Divulgação/Escola de Quebrada/Paramount +
Por: Egberto Santana
Opinião
Publicado em 03.03.2023 | 14:53 | Alterado em 03.03.2023 | 14:55
Dentro das periferias paulistanas existem códigos, regras e imagens que sobrevivem à parte ou em paralelo aos valores dos grandes centros. Seja na aliança da vizinhança pela fofoca, pelas crianças jogando pipa, o toque de visão dos mais velhos, o salão de barbearia ou a adega. Quando se trata do prédio escolar, não é diferente.
“Escola de Quebrada”, filme produzido pela Kondzilla para a Paramount+, busca desenhar o universo particular periférico do ensino médio dentro de um conflito de amadurecimento, em uma obra que conta atores crias das periferias da cidade.
Reconhecida pelo trabalho na produção de artistas do funk, entre outras ações, a Kondzilla vem cada vez mais entrando no ramo cinematográfico e já realizou a série ‘Funkbol’ para o streaming, que trouxe a conexão entre o funk e o futebol, com relatos de MCs e jogadores. Agora a ideia foi adentrar ao mundo da vida na escola.
A trama é conhecida: Luan (Mauricio Sasi) acaba de entrar no ensino médio e deseja mudar sua identidade. Ele quer conquistar a atenção da paixão que ele carrega desde a creche: Camila (Laura Castro). Para tanto, vai precisar da ajuda dos amigos, a inteligente e dedicada Rayane (Bea Oliveira) e o nerd e gamer David (Lucas Righi). O trio embarca em uma aventura inesperada cheia de problemas para o protagonista.
Mauricio Sasi, o protagonista, é cria de São Miguel Paulista e o primeiro ator gerenciado pela Kondzilla. O ator vem do teatro e hoje, por conta do trabalho, mora em Guarulhos, território de Lucas Righi. Bea Oliveira completa o trio periférico, moradora do Itaim Paulista.
Mas essa típica história colegial tem um porém: é a zona leste da periferia de São Paulo. Os grupos da escola são as mandrakas, os mil grau, a galera do futebol, os chavosos e os engraçadões, como narra o próprio Luan no começo do filme.

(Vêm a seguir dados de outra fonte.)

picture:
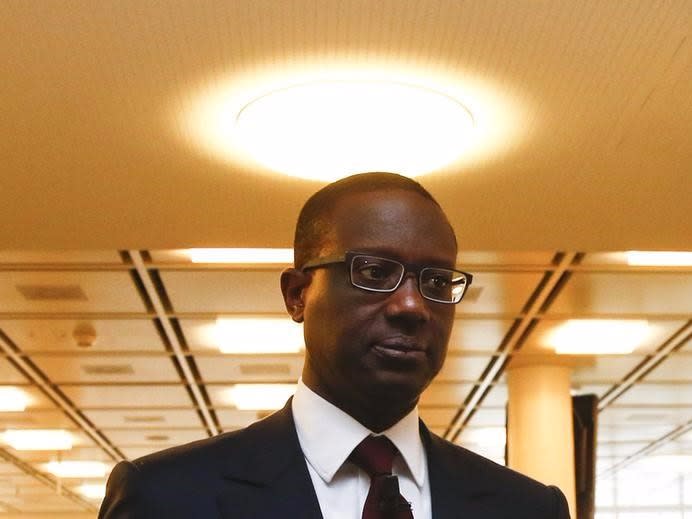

Camila, ao invés de ser a patricinha, é a mandraka, as garotas estilosas da quebrada. Os elementos morais que unem todas as panelinhas é o interclasse e o grêmio estudantil.
E se tem um vilão realmente pronto para colocar qualquer aluno do ensino médio de quebrada com medo é a diretora, interpretada por Mawusi Tulani.
Afinal, atire a primeira pedra o estudante de escola pública que nunca se assustou com a chegada da diretora e comemorou quando ela anunciou a falta de uma professora.
Vale destacar o aliado cômico da diretora, o inspetor “Piu Piu”, interpretado pelo comediante Oscar Filho e a professora aliada dos alunos, Elizabeth, interpretada pela atriz global Jéssica Barbosa.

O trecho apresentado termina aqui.